Sin embargo, al regresar de enviar
las cartas, al día siguiente (9 de junio), Antonio tuvo que desempeñar una
tarea infinitamente menos grata que la de recoger comida. La tarde anterior, un
grupo de soldados de la compañía A del Regimiento 7 había cruzado el Murrel rumbo
a la casa de unos isleños donde habitualmente iban a buscar comida, abrigo y
eventualmente higienizarse.
Para pasar utilizaban un bote, que
debían orientar cuidadosamente ya que las orillas de la corriente de agua
habían sido minadas por los argentinos. Esa noche, probablemente debido a la
niebla, se desorientaron, y uno de ellos pisó una mina antitanque mientras
llevaban el bote a cuestas. Murieron cuatro de los cinco soldados que salieron
esa tarde con autorización de sus superiores:
Alejandro Vargas, Pedro Vojkovic,
Manuel Zelarayán y Carlos Alberto Hornos.
A la mañana siguiente, un cabo 1°
llamó a “16 soldados con cuatro frazadas”. Antonio se presentó entre los primeros,
porque cuando la llamada era de ese tipo era para buscar víveres, y “en esa
estaba en todas”. Sin embargo, esta vez tuvo que levantar los restos de sus
compañeros y llevarlos a los galpones del Moody. Recuerda el panorama que se
encontró al llegar a las orillas del Murrel, no así qué hicieron luego con los
restos, dónde los dejaron, quién los condujo finalmente al pueblo.
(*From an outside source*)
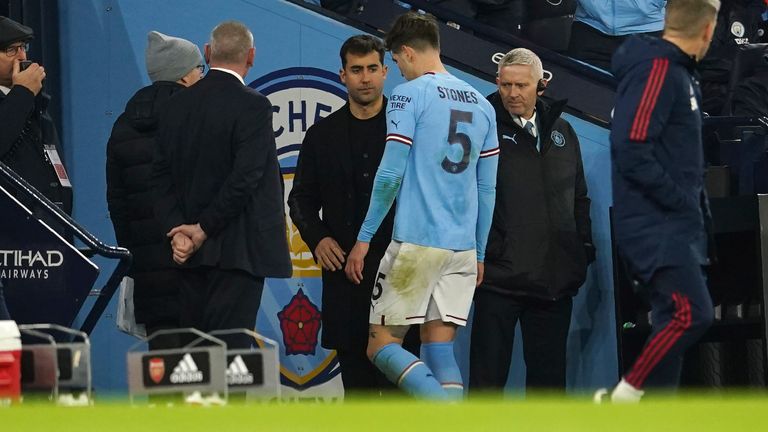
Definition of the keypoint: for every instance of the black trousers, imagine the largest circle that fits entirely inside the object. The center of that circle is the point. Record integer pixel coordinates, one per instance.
(681, 311)
(544, 326)
(216, 299)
Fue poco después de ese incidente
que Antonio consiguió bajar con Pipo al Moody Brook una vez más. Como señalamos,
lo convenció gracias al “señuelo” que había encontrado cuando bajó a enviar las
cartas: “por eso para mí tuvieron tanta significación las galletitas (...) Fue como
demostrar que podíamos seguir buscando alternativas para comer y así al volver
con ellas fue que estimuló a Pipo a arrancar conmigo”.
El grupo de Antonio estaba en muy
malas condiciones físicas y anímicas: “el Viejo” ya estaba imposibilitado de moverse,
Gustavo estaba muy deprimido, Antonio le ofreció en broma varias veces una
pistola para que “terminara”, ante su queja permanente, y sólo Antonio y Pipo
se movilizaban cada tanto. Antonio, uno de los más activos, perdió más de
veinte kilos de peso mientras estuvo en Malvinas.
Llegaron a los galpones y los
encontraron abandonados, prácticamente vacíos y en ruinas. La desilusión fue muy
grande, pero en los edificios ruinosos encontraron restos de comida por el
piso, mezclados con bolsas rotas, y se dedicaron a recogerlos.
De repente, de entre unas bolsas
de arpillera salieron varios ratones que estaban comiendo unas frutas secas. Enfrentar
a los roedores les hizo reír, pero también tomar conciencia del grado de
postración en que se encontraban:
“Estos hijos de puta nos van a
comer las cosas”, gritó uno de ellos mientras ahuyentaban a los pequeños ratones.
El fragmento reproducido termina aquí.